Overall, the bill granted $39.7 billion in discretionary funding for the DHS.

A Department of Homeland Security (DHS) appropriations bill released on 9 January allocates US$3 million in funding for testing of a biometric exit app that would be used by Customs and Border Protection (CBP).

The funding will be used for a biometric exit mobile application demonstration at two airports, according to an explanatory note added to the bill.

The idea of implementing an exit system at all US ports of entry was first touted in 1996 as part of the “Illegal Immigration Reform and Immigrant Responsibility Act”.

Three related laws passed since the 9/11 attacks - based on 9/11 Commission recommendations - required that biometrics such as fingerprints and facial data be used to verify identities as part of the scheme.

The funds provided to test the biometric exit mobile app testing are part of $10.7 billion allocated for CBP, an increase of $118.7 million above the FY 2014 enacted level. Overall, the bill granted $39.7 billion in discretionary funding for the DHS, an increase of $400 million compared to the FY 2014 enacted level.

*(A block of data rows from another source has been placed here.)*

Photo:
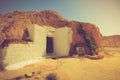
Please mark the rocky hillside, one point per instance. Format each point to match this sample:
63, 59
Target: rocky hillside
12, 25
112, 41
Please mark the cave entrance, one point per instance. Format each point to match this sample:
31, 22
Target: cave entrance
49, 45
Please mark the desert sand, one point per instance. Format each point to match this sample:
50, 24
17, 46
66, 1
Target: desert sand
75, 68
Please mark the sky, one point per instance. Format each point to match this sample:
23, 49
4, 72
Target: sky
103, 13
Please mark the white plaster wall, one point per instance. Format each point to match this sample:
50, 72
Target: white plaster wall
62, 40
16, 53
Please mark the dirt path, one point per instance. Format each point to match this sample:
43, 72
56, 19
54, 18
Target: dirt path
107, 68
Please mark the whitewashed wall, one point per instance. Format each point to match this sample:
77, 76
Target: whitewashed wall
22, 52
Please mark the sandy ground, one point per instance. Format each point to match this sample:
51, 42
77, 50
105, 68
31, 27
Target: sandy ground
78, 68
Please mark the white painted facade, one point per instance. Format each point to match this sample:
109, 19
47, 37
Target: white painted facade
21, 53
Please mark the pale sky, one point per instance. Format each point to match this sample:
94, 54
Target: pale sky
104, 13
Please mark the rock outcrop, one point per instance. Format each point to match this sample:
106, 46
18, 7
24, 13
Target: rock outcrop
112, 41
13, 25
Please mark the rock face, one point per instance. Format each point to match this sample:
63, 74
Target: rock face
112, 41
13, 25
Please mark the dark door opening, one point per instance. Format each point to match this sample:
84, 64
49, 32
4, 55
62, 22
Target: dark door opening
49, 46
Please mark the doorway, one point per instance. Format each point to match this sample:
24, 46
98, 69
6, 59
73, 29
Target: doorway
49, 45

“The funding in this bill is targeted to critical security and law enforcement efforts that keep our nation and people safe, and ensure the laws of the land are strongly enforced,” said House Appropriations Committee Chairman Hal Rogers.

A day after the bill was released, Republican representative Candice S Miller introduced legislation that "requires the Secretary of Homeland Security to establish a biometric exit data system”.

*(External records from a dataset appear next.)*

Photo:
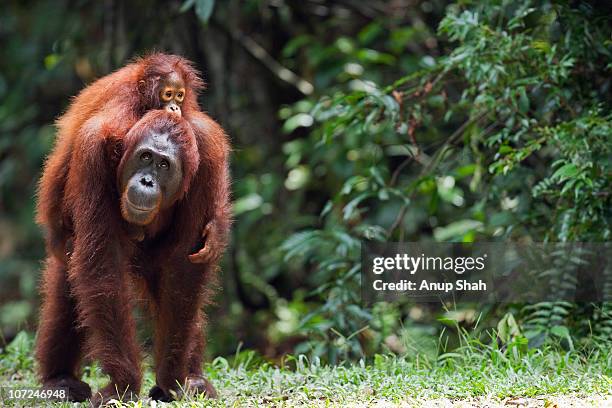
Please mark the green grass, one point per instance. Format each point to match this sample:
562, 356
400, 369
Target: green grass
474, 373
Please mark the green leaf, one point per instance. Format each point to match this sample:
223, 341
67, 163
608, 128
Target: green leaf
567, 171
560, 331
204, 9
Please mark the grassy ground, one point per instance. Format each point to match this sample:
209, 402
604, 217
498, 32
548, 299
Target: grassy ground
473, 376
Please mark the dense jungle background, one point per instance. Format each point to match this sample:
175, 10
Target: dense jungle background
398, 120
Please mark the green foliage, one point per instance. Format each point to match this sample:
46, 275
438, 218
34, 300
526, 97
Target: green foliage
505, 137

Last September, Miller also introduced the Biometric Exit Improvement Act of 2013, which had the same requirement. That bill also would’ve given the DHS just 180 days to submit an implementation plan to establish a biometric exit data system.

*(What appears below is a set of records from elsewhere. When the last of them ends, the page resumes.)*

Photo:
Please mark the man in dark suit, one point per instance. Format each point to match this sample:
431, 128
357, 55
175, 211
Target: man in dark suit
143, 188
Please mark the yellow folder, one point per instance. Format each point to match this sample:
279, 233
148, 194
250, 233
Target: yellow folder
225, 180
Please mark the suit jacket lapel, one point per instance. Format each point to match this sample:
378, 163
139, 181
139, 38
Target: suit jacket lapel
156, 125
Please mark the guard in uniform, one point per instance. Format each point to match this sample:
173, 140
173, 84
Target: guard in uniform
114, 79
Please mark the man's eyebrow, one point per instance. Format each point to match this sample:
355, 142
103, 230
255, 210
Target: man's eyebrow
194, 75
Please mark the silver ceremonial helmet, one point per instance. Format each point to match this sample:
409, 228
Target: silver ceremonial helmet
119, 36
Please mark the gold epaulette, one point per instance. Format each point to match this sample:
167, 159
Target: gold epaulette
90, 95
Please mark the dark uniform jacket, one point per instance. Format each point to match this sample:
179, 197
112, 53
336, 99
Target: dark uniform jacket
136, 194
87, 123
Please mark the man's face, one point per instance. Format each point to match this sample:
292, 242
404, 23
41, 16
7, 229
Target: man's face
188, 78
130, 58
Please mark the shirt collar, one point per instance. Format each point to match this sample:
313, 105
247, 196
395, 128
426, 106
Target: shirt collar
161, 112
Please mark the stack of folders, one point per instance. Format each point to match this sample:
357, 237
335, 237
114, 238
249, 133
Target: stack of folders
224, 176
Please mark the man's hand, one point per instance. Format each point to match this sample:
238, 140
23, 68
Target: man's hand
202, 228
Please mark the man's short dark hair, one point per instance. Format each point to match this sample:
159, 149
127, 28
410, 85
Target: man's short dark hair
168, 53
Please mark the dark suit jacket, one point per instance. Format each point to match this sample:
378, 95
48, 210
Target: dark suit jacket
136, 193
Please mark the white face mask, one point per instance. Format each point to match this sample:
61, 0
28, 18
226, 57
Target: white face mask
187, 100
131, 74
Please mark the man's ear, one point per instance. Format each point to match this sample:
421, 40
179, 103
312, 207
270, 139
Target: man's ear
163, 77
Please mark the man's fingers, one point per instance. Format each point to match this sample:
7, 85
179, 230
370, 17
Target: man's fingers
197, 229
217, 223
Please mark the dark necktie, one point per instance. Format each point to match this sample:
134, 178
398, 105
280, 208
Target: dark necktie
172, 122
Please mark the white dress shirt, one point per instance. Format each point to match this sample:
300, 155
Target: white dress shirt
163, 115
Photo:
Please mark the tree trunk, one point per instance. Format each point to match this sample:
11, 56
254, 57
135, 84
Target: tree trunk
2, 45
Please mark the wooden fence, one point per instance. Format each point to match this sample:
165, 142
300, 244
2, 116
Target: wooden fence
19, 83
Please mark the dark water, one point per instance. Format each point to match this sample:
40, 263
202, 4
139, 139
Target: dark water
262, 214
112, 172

Proponent say a biometric exit system would fulfil long-held goals of the federal government to obtain accurate and timely data on those who overstay visas.

Janice Kephart, former special counsel at the Senate Committee on the Judiciary and former counsel to the 9/11 Commission, has estimated that the first-year implementation costs for all air and sea ports would range from $400 million to $600 million, even assuming significant cost overruns.

Currently, the US relies on the US-VISIT system, which involves the collection and analysis of biometric data (such as fingerprints) by the Office of Biometric Identity Management. These are checked against a database to track individuals deemed by the United States to be terrorists, criminals, and illegal immigrants.